La Sociedad Argentina de Infectología mostró su preocupación porque autoridades gubernamentales (nacionales, provinciales y municipales) alientan a la utilización de medidas terapéuticas “carentes de evidencias concretas que muestren su utilidad clínica” para tratar el COVID-19.

Omar Sued, presidente de la Sociedad Argentina de Infectología.

El arsenal de los tratamientos experimentales que son prescriptos sin pruebas válidas de su eficacia a la fecha son: plasma de convaleciente, vitamina D, suplementos de zinc, carragenina nasal, ivermectina e ibuprofenato inhalado.

“El uso de estas drogas ‘fuera de etiqueta’ bajo el argumento de una supuesta actividad antiviral in vitro o de una observada ‘mejoría en la evolución’ proveniente de análisis no contrastados con un grupo control adecuado, es cada vez mayor. Y que esta falta de apego a la evidencia científica sea promovida desde las instancias gubernamentales, resulta de una gravedad que no podemos dejar pasar sin levantar la voz”, dice el comunicado del SADI.

“La experiencia de los estudios con hidroxicloroquina, lopinavir/ritonavir, mostró de modo palmario cómo aquellas drogas que creímos genuinamente útiles al principio de la pandemia, y a las que expusimos crudamente a nuestros pacientes; finalmente no lo eran, e incluso producían efectos adversos graves. Asimismo, la evidencia del plasma de convalesciente muestra hasta el momento la ausencia de beneficios en su administración.
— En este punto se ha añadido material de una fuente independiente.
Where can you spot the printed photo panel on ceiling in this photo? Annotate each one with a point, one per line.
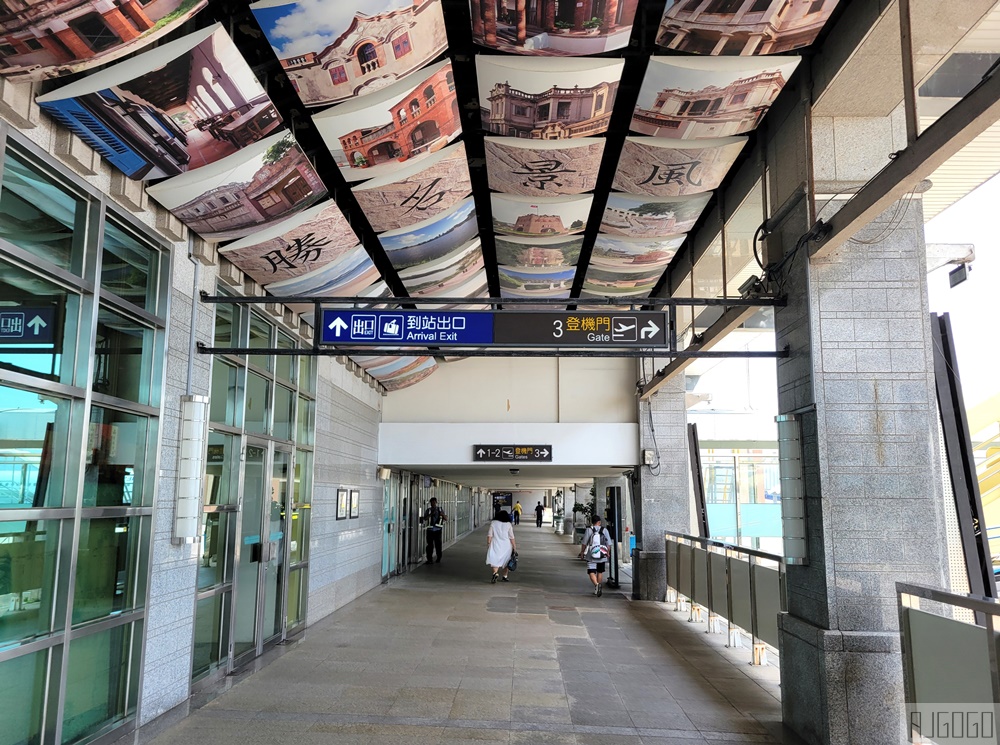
(371, 136)
(313, 238)
(741, 27)
(543, 168)
(546, 99)
(47, 40)
(335, 50)
(262, 184)
(545, 217)
(431, 239)
(551, 28)
(671, 168)
(698, 98)
(651, 217)
(633, 254)
(177, 108)
(416, 192)
(538, 252)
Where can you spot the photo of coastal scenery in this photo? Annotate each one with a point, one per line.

El suero equino, se encuentra en fase de estudio clínico cuyo resultado no se conoce aún”, agregaron desde la Sociedad Argentina de Infectología.

El comunicado, que lleva la firma de Omar Sued, presidente del SADI, alerta: “la promoción de terapias que no han mostrado utilidad en el contexto de un ensayo clínico adecuadamente diseñado produce en los pacientes, resultados inciertos; en la sociedad, expectativas infundadas; en el sistema de salud, gastos innecesarios y probablemente superfluos; y a los ya muy estresados efectores de salud les agrega un nuevo estrés, al soportar la demanda de terapias no beneficiosas por parte de pacientes y familiares”.

“El cuidado respiratorio precoz de los enfermos graves con COVID-19, los cuidados críticos adecuados y la dexametasona; son medidas probadamente eficaces para mejorar la evolución de los pacientes con COVID-19 y deben destacarse. El uso de cualquier otra herramienta terapéutica sólo debe ser aceptable en el contexto de ensayos clínicos aleatorizados y controlados. Es nuestra responsabilidad señalarlo”, concluye el texto.